Man hat in Experimente zwei Bereiche im Gehirn identifiziert (Gyrus frontalis inferior) und festgestellt, daß schlechte Nachrichten auf der rechten Seite bearbeitet wurden und gute auf der linken und das die linke Seite besser arbeitete. Aber es bleibt natürlich die Frage: Ist Optimismus gut für uns? Wenn man diesen Über-Optimismus abschalten könnte (und das Team hat das experimentell sogar kurzzeitig geschafft), wäre das nicht besser für uns? Befragt man Feuerwehrleute, wieso sie sich bei einem Brand so sehr in Gefahr begeben haben, dann kommt die Antwort: „Wir hatten nicht damit gerechnet. “ Anders gesagt, man ist zu optimistisch an die Sache heran gegangen. Und solche Ereignisse fliegen uns immer wieder um die Ohren. Denken wir an die Finanzkrise oder an eigene Risiken, die wir eingehen, weil wir glauben, uns könnte so etwas nicht passieren.

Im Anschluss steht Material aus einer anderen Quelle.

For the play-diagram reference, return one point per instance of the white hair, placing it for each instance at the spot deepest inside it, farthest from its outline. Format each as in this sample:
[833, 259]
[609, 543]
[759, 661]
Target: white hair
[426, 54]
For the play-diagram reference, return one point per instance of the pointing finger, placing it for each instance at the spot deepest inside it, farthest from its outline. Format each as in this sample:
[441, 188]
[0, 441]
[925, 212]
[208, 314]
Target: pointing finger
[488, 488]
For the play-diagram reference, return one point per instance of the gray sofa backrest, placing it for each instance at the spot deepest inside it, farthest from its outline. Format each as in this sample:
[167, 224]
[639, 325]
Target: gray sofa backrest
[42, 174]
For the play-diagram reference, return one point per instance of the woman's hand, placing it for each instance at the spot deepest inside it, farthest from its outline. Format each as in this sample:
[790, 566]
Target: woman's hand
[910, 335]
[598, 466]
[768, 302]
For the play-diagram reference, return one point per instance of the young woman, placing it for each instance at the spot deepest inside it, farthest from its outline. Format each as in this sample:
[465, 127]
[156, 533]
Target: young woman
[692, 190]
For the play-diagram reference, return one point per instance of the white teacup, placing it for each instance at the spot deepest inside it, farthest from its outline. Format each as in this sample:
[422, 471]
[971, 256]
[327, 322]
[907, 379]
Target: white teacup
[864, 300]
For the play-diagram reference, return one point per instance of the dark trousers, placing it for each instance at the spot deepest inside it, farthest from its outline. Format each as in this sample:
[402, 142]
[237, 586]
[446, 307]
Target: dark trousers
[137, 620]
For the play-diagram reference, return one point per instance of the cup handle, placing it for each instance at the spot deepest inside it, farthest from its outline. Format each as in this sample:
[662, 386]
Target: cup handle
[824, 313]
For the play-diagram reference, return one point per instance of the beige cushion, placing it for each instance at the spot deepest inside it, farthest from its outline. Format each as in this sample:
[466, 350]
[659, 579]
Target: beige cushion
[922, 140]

Auf der anderen Seite ist der Optimismus unser Antrieb gerade etwas zu riskieren und damit etwas zu schaffen, was Andere nicht für möglich gehalten haben. Wir würden heute noch nicht fliegen, wenn die Gebrüder Wright und einige andere verwegene Bastler nicht optimistisch gewesen wäre, dass so ein Ding fliegen kann.

Realistischer Optimismus?!

Wir brauchen unseren Optimismus um erfolgreich zu und wir müssen aufpassen nicht zu risikofreudig auf jeden Optimismus zu reagieren. Aber selbst wenn Sie jetzt diesen Blog-Eintrag gelesen haben, wird das ihren Optimismus nicht zerstören (vorausgesetzt, sie gehören zu den 80% die optimistischer sind). Wir bleiben in unserer Grundhaltung weiterhin hoffnungsvoll und optimistisch. Das Wissen, dass Tali Sharot in ihrem Buch verbreitet (und ich jetzt in diesem Blog) kann uns aber helfen unrealistischen Optimismus besser auszusortieren oder besser darauf zu reagieren. Deshalb sollte man eben zur Vorsorgeuntersuchung gehen, auch wenn man meint nicht krank zu werden. Deshalb ist es besser etwas auf der hohen Kante zu haben auch wenn man sich seines Jobs sicher ist. Deshalb schließen wir die ein paar Versicherungen ab (die wir nie benötigen und die vor allem dann hoffentlich funktionieren, wenn es doch mal so wäre).

Ein guter Kollege hat mal zu mir gesagt: „Versuch immer nach den Sternen zu greifen und pass auf das Du dabei nicht den Boden unter den Füssen verlierst.“

PS: Nachdem ich das Buch gelesen habe und im Internet gesurft habe, habe ich eine gute Zusammenfassung des Buchs auf der TED Konferenz gefunden: Tali Sharot: The optimism bias (in englisch). Das Buch ist da deutlich ausführlicher.